PROUD GRADUATES: Adventist Review readers provided the funds for the Bibles and carrying cases that the graduates of SUD's literacy clases are holding up.
•After attending the literacy classes, Elizabeth, from Velmorapalli, discovered that the train’s ticket collector was cheating her, because she now could read the receipt he gave her. It indicated that she had paid much less than she actually had for her fare, so Elizabeth confronted him. “He was astonished and asked me if I went to school,” Elizabeth says. “So I told him about the adult literacy classes being conducted by my church.” Other women on the train at the time told Elizabeth that they appreciated her standing up for what was right.
•Sampathi, the wife of an Adventist pastor, did not attend school when she was a child, so she has learned to read by attending the literacy classes. She is now better able to support her husband in his pastoral responsibilities.

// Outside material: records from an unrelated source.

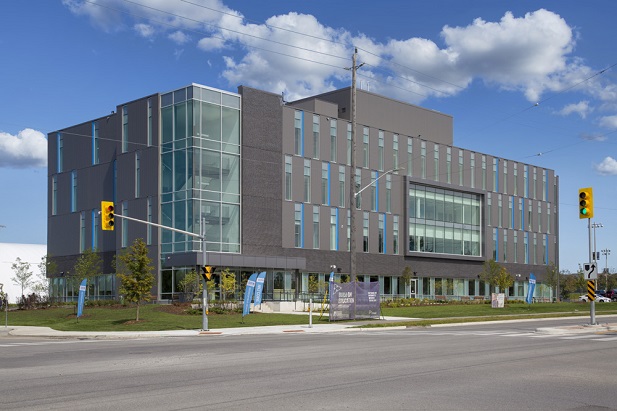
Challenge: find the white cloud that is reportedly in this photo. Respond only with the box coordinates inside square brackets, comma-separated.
[594, 157, 617, 176]
[557, 100, 593, 119]
[599, 115, 617, 130]
[0, 128, 47, 168]
[167, 30, 191, 45]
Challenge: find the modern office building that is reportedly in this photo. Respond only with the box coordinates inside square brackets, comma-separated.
[48, 84, 559, 301]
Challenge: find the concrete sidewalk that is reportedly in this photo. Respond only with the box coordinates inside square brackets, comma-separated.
[0, 317, 617, 339]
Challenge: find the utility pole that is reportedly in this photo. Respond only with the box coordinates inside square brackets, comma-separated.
[348, 48, 364, 282]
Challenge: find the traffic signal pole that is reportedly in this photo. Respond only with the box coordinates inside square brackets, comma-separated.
[108, 213, 208, 331]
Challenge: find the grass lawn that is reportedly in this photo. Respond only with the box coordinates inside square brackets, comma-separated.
[0, 303, 617, 331]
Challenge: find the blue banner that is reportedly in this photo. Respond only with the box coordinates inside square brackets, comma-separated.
[255, 271, 266, 305]
[242, 273, 257, 317]
[77, 278, 88, 318]
[525, 273, 536, 304]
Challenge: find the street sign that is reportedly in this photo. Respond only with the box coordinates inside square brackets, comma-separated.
[583, 263, 598, 280]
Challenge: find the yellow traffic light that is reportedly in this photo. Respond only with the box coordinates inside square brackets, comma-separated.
[578, 187, 593, 218]
[201, 265, 216, 281]
[101, 201, 115, 231]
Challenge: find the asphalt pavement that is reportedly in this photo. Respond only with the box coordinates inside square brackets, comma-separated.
[0, 316, 617, 339]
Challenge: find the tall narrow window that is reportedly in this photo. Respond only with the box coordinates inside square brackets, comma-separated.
[148, 98, 152, 147]
[392, 215, 398, 255]
[313, 114, 319, 158]
[370, 171, 379, 211]
[122, 106, 129, 153]
[407, 137, 413, 177]
[294, 110, 304, 156]
[362, 127, 369, 167]
[420, 141, 426, 179]
[392, 134, 398, 173]
[386, 174, 392, 213]
[330, 208, 338, 250]
[285, 156, 292, 200]
[433, 144, 439, 181]
[122, 201, 129, 247]
[135, 151, 141, 198]
[51, 175, 58, 215]
[304, 160, 311, 203]
[321, 163, 330, 205]
[56, 133, 64, 173]
[338, 166, 347, 208]
[377, 214, 386, 254]
[458, 150, 464, 186]
[79, 211, 86, 253]
[446, 147, 452, 184]
[377, 130, 384, 171]
[146, 197, 153, 245]
[330, 118, 336, 162]
[71, 170, 77, 213]
[469, 153, 476, 188]
[294, 203, 304, 248]
[347, 123, 351, 166]
[313, 206, 319, 250]
[92, 121, 99, 164]
[362, 212, 369, 253]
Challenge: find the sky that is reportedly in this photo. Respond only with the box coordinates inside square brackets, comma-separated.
[0, 0, 617, 272]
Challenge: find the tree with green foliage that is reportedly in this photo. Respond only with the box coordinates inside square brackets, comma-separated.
[117, 238, 154, 321]
[11, 257, 34, 296]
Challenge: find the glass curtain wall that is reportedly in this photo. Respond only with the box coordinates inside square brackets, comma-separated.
[161, 86, 241, 254]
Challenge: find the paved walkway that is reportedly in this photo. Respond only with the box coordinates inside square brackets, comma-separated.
[0, 317, 617, 339]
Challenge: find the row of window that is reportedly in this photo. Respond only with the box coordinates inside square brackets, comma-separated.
[294, 110, 557, 201]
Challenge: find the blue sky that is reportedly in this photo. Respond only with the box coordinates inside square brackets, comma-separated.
[0, 0, 617, 271]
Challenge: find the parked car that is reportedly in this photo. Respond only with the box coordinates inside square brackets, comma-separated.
[578, 294, 612, 303]
[604, 289, 617, 301]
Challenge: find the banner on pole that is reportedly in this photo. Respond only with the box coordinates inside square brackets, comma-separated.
[77, 278, 88, 318]
[255, 271, 266, 305]
[525, 273, 536, 304]
[242, 273, 257, 317]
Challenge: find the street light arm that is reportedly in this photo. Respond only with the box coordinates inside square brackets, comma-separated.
[354, 168, 401, 197]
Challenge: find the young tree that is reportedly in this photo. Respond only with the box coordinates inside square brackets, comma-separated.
[117, 238, 154, 321]
[11, 257, 33, 296]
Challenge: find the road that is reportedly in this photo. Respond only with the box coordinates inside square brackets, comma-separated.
[0, 319, 617, 411]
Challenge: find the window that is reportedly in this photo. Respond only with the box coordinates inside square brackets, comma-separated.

“The adult literacy program is a powerful tool for changing lives,” Kore says. “Knowing how to read and write dramatically affects a woman’s self-esteem and greatly raises the level of respect that her husband, children, and neighbors have for her. It also opens up numerous possibilities for a woman’s livelihood, thereby raising the family’s standard of living.
“But most important,” Kore adds, “these women are learning about the love of Jesus and sharing their newfound faith with others. I thank the Lord for each person who has supported this program and played a role in opening the eyes of the illiterate to see the Word and the world. The far-reaching results won’t be fully known until we all meet together in our heavenly home.”
Sandra Blackmer is features editor of the Adventist Review. This article was published August 26, 2010.